Purification
A seraph is one of a class of celestial beings mentioned in the Hebrew Bible. Jewish imagery perceived them as having human form, and in that way they passed into the ranks of Christian angels. In the angelic hierarchy, seraphim represent the highest rank of angels. The Seraphim make their first appearance in the Book of Revelation.
As they were developed in the theology, seraphim are envisioned as beings of pure light having direct communication with God. They resonate with the fire symbolically attached to both purification and love. Saraph in all its forms is used to connote a burning, fiery state. Seraphim, as classically depicted, can be identified by their having six wings radiating from the angel’s face at the center. The Seraphim and the Cherubim are, in Christian theology, two separate types of angels.
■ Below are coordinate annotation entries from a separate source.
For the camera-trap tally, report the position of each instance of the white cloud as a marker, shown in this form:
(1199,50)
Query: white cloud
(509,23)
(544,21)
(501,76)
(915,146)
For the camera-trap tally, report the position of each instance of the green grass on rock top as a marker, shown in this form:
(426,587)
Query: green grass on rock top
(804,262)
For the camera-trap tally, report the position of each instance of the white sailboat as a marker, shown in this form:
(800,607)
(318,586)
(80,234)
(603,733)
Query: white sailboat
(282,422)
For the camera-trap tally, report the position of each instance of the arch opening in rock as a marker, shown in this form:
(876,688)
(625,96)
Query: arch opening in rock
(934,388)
The descriptions of the Seraphim, Cherubim and Ophanim are often similar, but still distinguishable.
The seraphim took on a mystic role in Pico della Mirandola’s Oration on the Dignity of Man (1487), the epitome of Renaissance humanism. Pico took the fiery Seraphim – “they burn with the fire of charity” – as the highest models of human aspiration, in the first flush of optimistic confidence in the human capacity that is the coinage of the Renaissance. “In the light of intelligence, meditating upon the Creator in His work, and the work in its Creator, we shall be resplendent with the light of the Cherubim. If we burn with love for the Creator only, his consuming fire will quickly transform us into the flaming likeness of the Seraphim.”